The NLM, a federally funded library under the auspice of the National Institute of Health, gathers a variety of government-sponsored medical information into several databases and publishes that information to the Web, creating what Prettyman describes as the "last resort for information" for medical professionals as well as average citizens.
In 1990, when a Congressional panel first required the information to be made available electronically in full-text form, the Agency for Health Care Policy and Research -- one of the library's largest data providers -- handed NLM "a lump of money" to set about the task of encoding its information.
It quickly became apparent that the task was too daunting for NLM's staff to handle alone.
"If you are building a project like this from scratch, there's a real learning curve to it, so your manpower costs are going to be substantial," Prettyman says. "At first, I was doing most of the encoding myself, writing programs to automate as much as I could and getting our other programmers to help. But we were getting the data in so many formats that we realized we couldn't worry about all the details."
Instead of hiring an army of programmers, Prettyman chose to outsource the task to Data Conversion Laboratory (DCL), in Fresh Meadows, New York.
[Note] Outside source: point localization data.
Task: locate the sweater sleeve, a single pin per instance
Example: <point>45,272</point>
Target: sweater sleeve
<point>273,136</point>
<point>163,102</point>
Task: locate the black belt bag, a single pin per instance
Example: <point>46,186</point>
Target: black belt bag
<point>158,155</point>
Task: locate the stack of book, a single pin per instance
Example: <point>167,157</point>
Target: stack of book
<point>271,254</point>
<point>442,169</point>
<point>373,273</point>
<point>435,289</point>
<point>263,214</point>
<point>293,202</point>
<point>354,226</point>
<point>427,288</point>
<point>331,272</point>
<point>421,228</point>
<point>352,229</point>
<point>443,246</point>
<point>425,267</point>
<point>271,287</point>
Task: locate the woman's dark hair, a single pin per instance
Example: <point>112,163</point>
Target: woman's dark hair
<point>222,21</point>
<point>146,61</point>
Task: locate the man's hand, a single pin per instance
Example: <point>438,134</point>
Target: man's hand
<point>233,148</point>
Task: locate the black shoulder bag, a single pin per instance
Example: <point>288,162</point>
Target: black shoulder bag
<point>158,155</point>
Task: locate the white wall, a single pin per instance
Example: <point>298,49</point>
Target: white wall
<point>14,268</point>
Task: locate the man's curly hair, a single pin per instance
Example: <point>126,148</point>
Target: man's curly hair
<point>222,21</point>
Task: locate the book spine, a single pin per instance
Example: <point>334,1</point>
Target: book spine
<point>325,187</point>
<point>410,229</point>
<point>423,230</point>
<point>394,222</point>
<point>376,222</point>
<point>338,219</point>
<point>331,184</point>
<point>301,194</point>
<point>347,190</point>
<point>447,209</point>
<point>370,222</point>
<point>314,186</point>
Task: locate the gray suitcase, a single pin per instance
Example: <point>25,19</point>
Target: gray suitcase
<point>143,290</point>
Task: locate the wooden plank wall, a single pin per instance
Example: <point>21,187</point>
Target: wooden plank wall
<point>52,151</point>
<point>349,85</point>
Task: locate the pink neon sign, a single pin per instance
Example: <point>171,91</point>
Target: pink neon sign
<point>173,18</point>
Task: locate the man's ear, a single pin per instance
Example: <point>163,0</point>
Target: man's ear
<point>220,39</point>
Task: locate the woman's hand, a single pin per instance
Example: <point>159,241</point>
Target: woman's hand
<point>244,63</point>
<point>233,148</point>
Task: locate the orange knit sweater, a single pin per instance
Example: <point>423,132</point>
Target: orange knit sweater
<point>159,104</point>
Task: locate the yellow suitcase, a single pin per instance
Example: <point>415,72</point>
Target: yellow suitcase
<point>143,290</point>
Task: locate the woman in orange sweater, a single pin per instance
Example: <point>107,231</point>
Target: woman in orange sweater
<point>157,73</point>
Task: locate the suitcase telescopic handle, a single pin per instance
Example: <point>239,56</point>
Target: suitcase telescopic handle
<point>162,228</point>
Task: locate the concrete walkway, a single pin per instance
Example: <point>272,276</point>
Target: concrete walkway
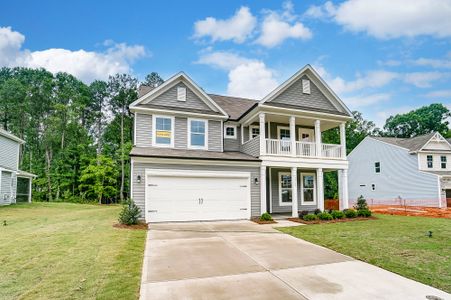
<point>243,260</point>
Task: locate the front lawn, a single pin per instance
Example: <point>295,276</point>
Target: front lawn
<point>396,243</point>
<point>68,251</point>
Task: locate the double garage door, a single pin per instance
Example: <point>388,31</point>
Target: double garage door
<point>191,195</point>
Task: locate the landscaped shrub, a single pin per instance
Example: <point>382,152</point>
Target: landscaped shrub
<point>325,216</point>
<point>265,217</point>
<point>336,214</point>
<point>303,213</point>
<point>129,214</point>
<point>350,213</point>
<point>310,217</point>
<point>364,213</point>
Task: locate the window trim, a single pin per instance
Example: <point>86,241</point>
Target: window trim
<point>279,174</point>
<point>234,131</point>
<point>314,189</point>
<point>154,130</point>
<point>250,131</point>
<point>205,146</point>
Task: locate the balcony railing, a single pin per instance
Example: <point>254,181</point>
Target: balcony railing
<point>303,149</point>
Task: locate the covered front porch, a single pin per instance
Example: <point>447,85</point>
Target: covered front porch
<point>289,190</point>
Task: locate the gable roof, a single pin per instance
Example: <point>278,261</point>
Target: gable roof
<point>318,81</point>
<point>412,144</point>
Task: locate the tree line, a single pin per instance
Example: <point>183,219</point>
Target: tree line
<point>78,136</point>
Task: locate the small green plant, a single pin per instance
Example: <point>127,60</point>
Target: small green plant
<point>129,214</point>
<point>310,217</point>
<point>325,216</point>
<point>364,213</point>
<point>336,214</point>
<point>265,217</point>
<point>350,213</point>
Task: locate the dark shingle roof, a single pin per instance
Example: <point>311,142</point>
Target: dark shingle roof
<point>190,154</point>
<point>235,107</point>
<point>413,144</point>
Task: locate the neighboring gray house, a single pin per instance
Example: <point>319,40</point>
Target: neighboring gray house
<point>10,175</point>
<point>200,156</point>
<point>415,171</point>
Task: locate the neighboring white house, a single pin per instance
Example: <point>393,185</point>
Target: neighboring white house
<point>200,156</point>
<point>10,175</point>
<point>415,171</point>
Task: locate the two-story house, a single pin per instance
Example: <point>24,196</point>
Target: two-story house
<point>413,171</point>
<point>10,175</point>
<point>200,156</point>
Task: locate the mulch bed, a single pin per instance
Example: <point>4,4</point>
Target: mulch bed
<point>258,221</point>
<point>331,221</point>
<point>140,226</point>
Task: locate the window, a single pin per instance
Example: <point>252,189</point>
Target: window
<point>162,131</point>
<point>377,167</point>
<point>429,161</point>
<point>254,131</point>
<point>306,86</point>
<point>181,93</point>
<point>197,134</point>
<point>285,189</point>
<point>230,132</point>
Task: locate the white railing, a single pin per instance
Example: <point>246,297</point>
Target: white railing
<point>303,149</point>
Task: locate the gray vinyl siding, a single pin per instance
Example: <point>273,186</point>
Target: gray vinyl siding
<point>399,174</point>
<point>276,208</point>
<point>139,169</point>
<point>9,153</point>
<point>214,135</point>
<point>294,96</point>
<point>169,98</point>
<point>143,130</point>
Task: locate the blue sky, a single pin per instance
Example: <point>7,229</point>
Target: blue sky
<point>381,57</point>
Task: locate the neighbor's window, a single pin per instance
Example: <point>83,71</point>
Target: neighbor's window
<point>285,192</point>
<point>429,161</point>
<point>443,161</point>
<point>198,129</point>
<point>163,131</point>
<point>377,167</point>
<point>230,132</point>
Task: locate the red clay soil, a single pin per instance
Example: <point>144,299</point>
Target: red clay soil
<point>420,211</point>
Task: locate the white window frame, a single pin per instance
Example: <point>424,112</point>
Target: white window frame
<point>250,130</point>
<point>279,174</point>
<point>302,189</point>
<point>181,91</point>
<point>205,146</point>
<point>154,131</point>
<point>234,131</point>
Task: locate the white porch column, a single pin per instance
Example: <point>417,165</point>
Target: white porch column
<point>262,134</point>
<point>320,188</point>
<point>343,189</point>
<point>263,207</point>
<point>318,138</point>
<point>293,135</point>
<point>294,192</point>
<point>343,139</point>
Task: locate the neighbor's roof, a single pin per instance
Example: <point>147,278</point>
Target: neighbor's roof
<point>413,144</point>
<point>190,154</point>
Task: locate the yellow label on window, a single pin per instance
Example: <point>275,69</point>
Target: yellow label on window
<point>164,134</point>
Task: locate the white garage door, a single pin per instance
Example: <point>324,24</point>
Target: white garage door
<point>183,195</point>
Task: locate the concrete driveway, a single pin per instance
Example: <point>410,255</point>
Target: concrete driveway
<point>243,260</point>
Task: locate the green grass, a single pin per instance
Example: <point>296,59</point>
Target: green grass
<point>395,243</point>
<point>68,251</point>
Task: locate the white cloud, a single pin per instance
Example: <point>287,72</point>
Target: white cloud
<point>237,28</point>
<point>85,65</point>
<point>387,19</point>
<point>277,27</point>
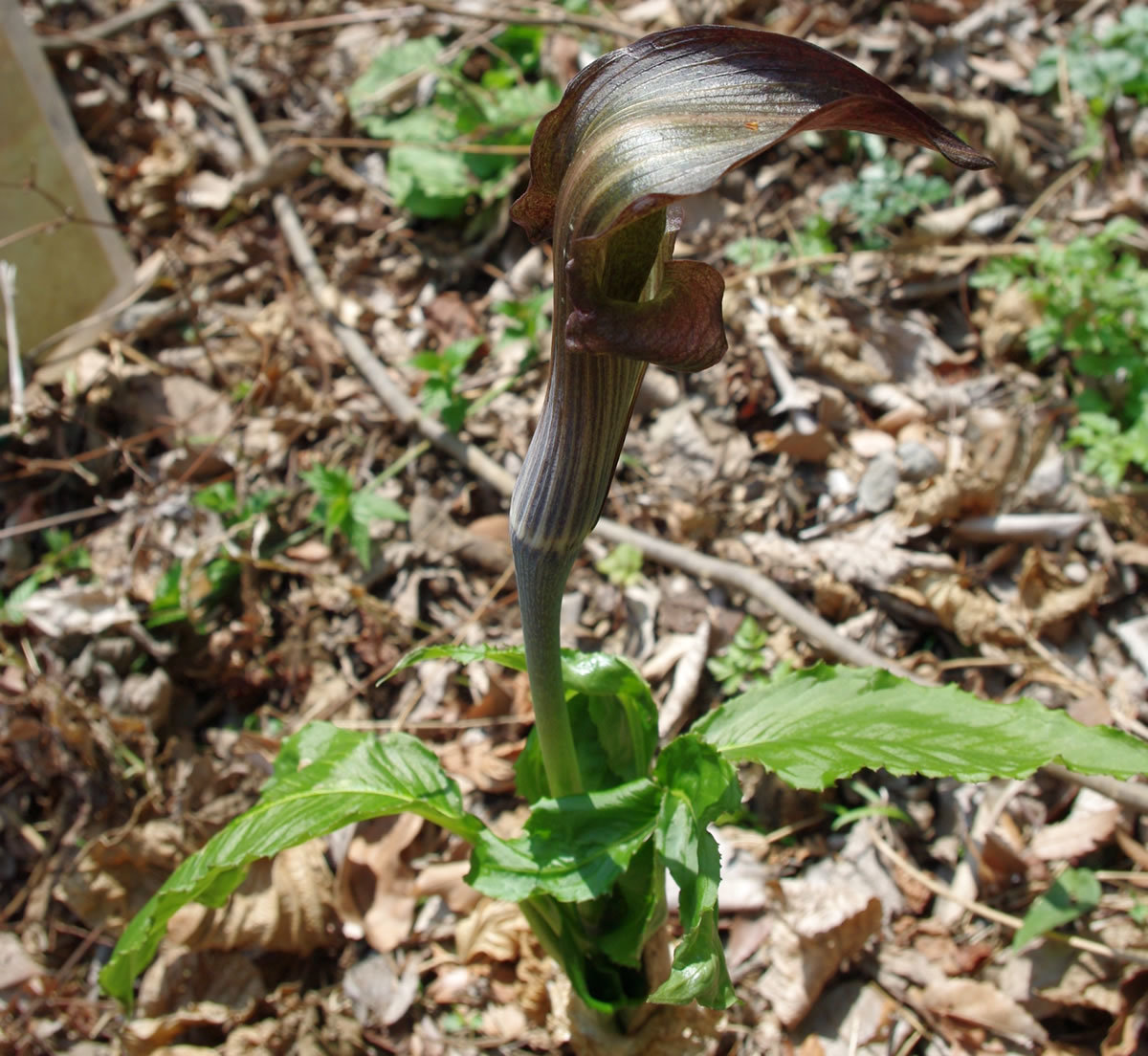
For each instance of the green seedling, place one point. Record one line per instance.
(528, 320)
(345, 510)
(882, 195)
(1092, 301)
(609, 813)
(1073, 893)
(430, 171)
(1100, 67)
(809, 240)
(875, 806)
(743, 663)
(445, 373)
That didn't mean the project went away; but it was, Prettyman says, a fairly painless way of catching up on the backlog, and DCL has been an integral partner in keeping the databases updated.
"It has been our hoped-for policy to make a document available on the Web the same day it is announced to the public as a printed version," Prettyman says.
"That means as little as a six-to eight-day turnaround for documents as large as 800 pages."
Due to DCL's familiarity with the library's systems, that hasn't been a problem.
Outsourcing the library's data conversion has freed Prettyman and her staff for other projects, notably designing a new Web interface, making the transition to an object-oriented database that will improve performance and provide a better way to update text, and building tools so that data providers can submit SGML-encoded data directly to the database.
The results speak for themselves, even if money is not the measure.
"In our case it has nothing to do with making money but with making the best and most current information available. It's a service," Prettyman says. "The first three years saw a significant jump in the number of hits, and there has been a steady incline since then -- up over 2 million a month now."